The Silver Surface Problem: Gresham’s Law in the Age of AI Benchmarks

A Roman denarius reads 95% silver on the surface and 35% in the core. The same gap now defines AI evaluation.

Published April 2026 · 11 min read

In 2014, a team using a Bruker M4 TORNADO micro-XRF spectrometer pointed the beam at a Roman denarius and read the surface at 95% silver. A healthy coin—close to the purity of Rome’s Republican glory days, the kind a centurion might have weighed in his palm with satisfaction. Then they polished a small section of the coin’s edge and scanned again.

The core read 35%.

That sixty-percentage-point gap between surface and substance changed how we understand Roman economic history. For generations, scholars had charted the debasement of the denarius as a smooth, roughly linear decline—from the high-purity silver of the Republic through the gradual degradation of the Empire to the copper-washed tokens of the third-century crisis. The narrative was tidy. The curves were clean. And the evidence was systematically wrong, because every data point was a surface reading.

How Surfaces Lie

Two distinct processes conspire to make a debased coin read as genuine.

The first is natural. When a silver-copper alloy sits in soil for centuries, copper—the more chemically reactive metal—migrates outward and leaches into the surrounding earth. Silver, nobler and more stable, stays put. The surface slowly concentrates in silver while the core remains copper-rich. An archaeologist running surface-only XRF on a burial find is measuring centuries of selective corrosion, not the coin’s original composition.

The second process was intentional, and far more revealing. Roman mints under fiscal pressure soaked freshly struck coin blanks in dilute vinegar, dissolving the copper from the outer layer to leave a thin shell of nearly pure silver over a debased core. As Manukyan et al. documented in their 2019 Applied Surface Science study of Roman denarii surface and interior composition, this selective copper leaching was the primary method used during the second and third centuries CE. Its purpose was explicit: keeping the public unaware of the debasement.

Both mechanisms produce the same misleading signal. A copper-rich coin that reads as silver-rich. The natural version might fool an archaeologist two millennia later.

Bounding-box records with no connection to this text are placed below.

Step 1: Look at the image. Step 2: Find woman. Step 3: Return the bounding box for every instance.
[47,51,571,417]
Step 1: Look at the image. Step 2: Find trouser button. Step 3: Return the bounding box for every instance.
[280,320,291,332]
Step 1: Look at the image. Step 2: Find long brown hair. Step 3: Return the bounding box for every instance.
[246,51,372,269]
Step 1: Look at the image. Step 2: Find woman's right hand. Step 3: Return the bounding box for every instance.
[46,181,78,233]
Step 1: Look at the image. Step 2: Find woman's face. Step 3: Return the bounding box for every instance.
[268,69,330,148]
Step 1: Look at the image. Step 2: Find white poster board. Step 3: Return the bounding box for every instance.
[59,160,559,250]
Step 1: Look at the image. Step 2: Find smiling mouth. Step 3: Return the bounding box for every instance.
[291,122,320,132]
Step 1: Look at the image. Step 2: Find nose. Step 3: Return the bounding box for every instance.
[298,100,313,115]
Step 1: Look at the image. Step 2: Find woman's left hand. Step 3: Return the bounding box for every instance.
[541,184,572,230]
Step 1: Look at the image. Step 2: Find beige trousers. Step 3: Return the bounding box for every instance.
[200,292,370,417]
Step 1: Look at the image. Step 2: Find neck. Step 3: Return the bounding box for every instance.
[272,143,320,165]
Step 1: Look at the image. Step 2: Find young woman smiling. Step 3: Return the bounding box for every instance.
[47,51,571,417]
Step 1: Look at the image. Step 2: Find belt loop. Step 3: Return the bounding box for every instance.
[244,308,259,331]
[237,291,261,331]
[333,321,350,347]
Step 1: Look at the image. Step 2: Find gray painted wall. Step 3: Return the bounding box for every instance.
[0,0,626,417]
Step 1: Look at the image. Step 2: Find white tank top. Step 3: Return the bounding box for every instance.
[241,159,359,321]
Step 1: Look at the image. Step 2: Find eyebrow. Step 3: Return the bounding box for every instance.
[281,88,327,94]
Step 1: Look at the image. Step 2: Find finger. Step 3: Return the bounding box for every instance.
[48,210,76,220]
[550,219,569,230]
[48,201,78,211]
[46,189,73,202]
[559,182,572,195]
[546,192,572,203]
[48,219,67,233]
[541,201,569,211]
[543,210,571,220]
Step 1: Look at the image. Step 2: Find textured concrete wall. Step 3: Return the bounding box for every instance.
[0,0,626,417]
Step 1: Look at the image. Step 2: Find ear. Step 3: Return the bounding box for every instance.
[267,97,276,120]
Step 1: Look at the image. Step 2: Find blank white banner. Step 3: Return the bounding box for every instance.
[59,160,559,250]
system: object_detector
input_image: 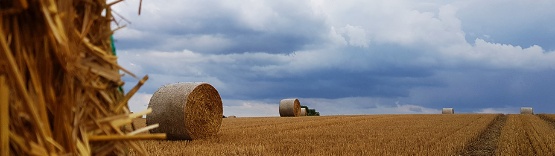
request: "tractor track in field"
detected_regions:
[458,114,507,155]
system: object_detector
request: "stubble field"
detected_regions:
[131,114,555,155]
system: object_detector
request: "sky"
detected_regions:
[113,0,555,117]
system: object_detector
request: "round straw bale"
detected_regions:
[279,99,301,117]
[301,108,306,116]
[441,108,455,114]
[520,107,534,114]
[146,82,223,140]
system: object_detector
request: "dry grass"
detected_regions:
[146,83,223,140]
[520,107,534,114]
[279,99,301,117]
[130,114,504,155]
[0,0,163,155]
[496,114,555,155]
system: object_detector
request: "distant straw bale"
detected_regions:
[301,108,307,116]
[520,107,534,114]
[441,108,455,114]
[150,83,223,140]
[279,99,301,117]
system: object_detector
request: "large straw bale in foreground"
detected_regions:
[279,99,301,117]
[0,0,162,155]
[301,108,306,116]
[150,83,223,140]
[441,108,455,114]
[520,107,534,114]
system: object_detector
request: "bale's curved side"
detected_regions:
[441,108,455,114]
[520,107,534,114]
[150,82,223,140]
[279,99,301,117]
[301,108,306,116]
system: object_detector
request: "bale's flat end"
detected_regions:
[146,83,223,140]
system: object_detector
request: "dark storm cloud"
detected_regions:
[115,0,555,116]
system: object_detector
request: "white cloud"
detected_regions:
[475,107,520,114]
[127,93,152,112]
[114,0,555,116]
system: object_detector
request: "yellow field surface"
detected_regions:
[496,115,555,155]
[131,114,508,155]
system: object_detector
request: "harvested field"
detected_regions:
[132,114,555,155]
[496,114,555,155]
[130,114,555,155]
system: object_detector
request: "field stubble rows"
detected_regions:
[129,114,555,155]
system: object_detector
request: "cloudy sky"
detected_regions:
[113,0,555,116]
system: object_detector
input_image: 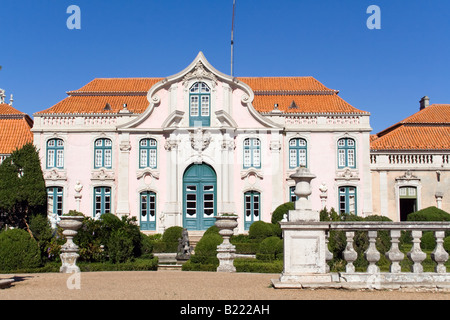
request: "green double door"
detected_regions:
[183,164,217,230]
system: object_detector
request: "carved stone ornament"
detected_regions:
[119,141,131,152]
[190,128,211,152]
[395,170,420,180]
[183,61,217,87]
[336,168,359,181]
[44,169,67,181]
[136,168,159,179]
[91,168,114,181]
[164,138,178,151]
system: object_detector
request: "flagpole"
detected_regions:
[231,0,236,76]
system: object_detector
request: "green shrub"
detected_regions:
[162,226,183,244]
[234,259,283,273]
[0,229,41,272]
[141,233,155,259]
[407,206,450,221]
[30,215,53,261]
[203,225,219,236]
[248,221,274,240]
[444,236,450,253]
[191,232,223,265]
[106,229,134,263]
[420,231,436,250]
[272,202,294,224]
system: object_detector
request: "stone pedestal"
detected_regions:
[272,167,332,288]
[215,215,238,272]
[59,216,84,273]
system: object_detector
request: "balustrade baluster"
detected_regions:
[386,230,405,273]
[325,230,333,273]
[343,231,358,273]
[431,231,448,273]
[408,230,427,273]
[364,231,380,273]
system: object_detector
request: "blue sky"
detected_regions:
[0,0,450,133]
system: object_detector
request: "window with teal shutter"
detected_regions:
[244,138,261,169]
[47,139,64,169]
[289,138,307,169]
[139,139,158,169]
[338,138,356,168]
[140,191,156,230]
[94,187,111,217]
[339,187,357,215]
[189,82,211,127]
[94,138,112,169]
[244,191,261,230]
[47,187,63,216]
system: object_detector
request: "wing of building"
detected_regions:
[0,90,33,164]
[370,97,450,221]
[33,53,372,232]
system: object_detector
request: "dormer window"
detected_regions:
[189,82,211,127]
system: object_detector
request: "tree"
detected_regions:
[0,143,47,234]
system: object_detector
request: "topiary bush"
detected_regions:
[248,221,275,240]
[182,232,223,271]
[444,237,450,253]
[191,232,223,265]
[272,202,295,224]
[0,229,41,272]
[29,215,53,261]
[106,229,134,263]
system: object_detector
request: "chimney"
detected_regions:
[420,96,430,110]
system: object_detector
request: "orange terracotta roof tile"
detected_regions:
[401,104,450,124]
[0,103,25,115]
[370,104,450,150]
[370,125,450,150]
[238,77,335,91]
[36,77,366,115]
[253,94,367,114]
[0,104,33,154]
[36,95,149,115]
[68,78,163,95]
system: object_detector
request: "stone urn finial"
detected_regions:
[290,166,316,210]
[58,215,84,273]
[215,214,238,272]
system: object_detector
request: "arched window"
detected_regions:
[94,138,112,169]
[139,139,158,169]
[47,139,64,169]
[244,191,261,230]
[244,138,261,169]
[289,138,307,169]
[94,187,111,217]
[338,138,356,168]
[140,191,156,230]
[189,82,211,127]
[339,186,357,215]
[47,187,63,216]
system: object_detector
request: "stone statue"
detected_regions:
[176,229,194,264]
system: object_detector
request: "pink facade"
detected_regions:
[33,53,372,232]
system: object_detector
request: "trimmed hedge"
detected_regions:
[0,229,42,272]
[407,206,450,221]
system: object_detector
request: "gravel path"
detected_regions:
[0,271,450,300]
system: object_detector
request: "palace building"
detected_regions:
[370,97,450,221]
[32,53,374,233]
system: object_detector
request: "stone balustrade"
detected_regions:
[272,167,450,290]
[274,221,450,290]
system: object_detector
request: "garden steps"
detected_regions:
[0,279,14,289]
[188,230,205,249]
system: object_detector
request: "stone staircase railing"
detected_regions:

The intentional version was designed to fool an empire in real time.

Kevin Butcher at the University of Warwick and Matthew Ponting at the University of Liverpool spent years drilling past that surface. Using bulk analysis techniques—inductively-coupled plasma spectrometry, scanning electron microscopy, laser ablation mass spectrometry—they built the definitive metallurgical survey of Roman silver coinage, published by Cambridge University Press in 2014. What they found wasn’t a gentle decline. It was a series of lurches, each tied to a specific fiscal crisis.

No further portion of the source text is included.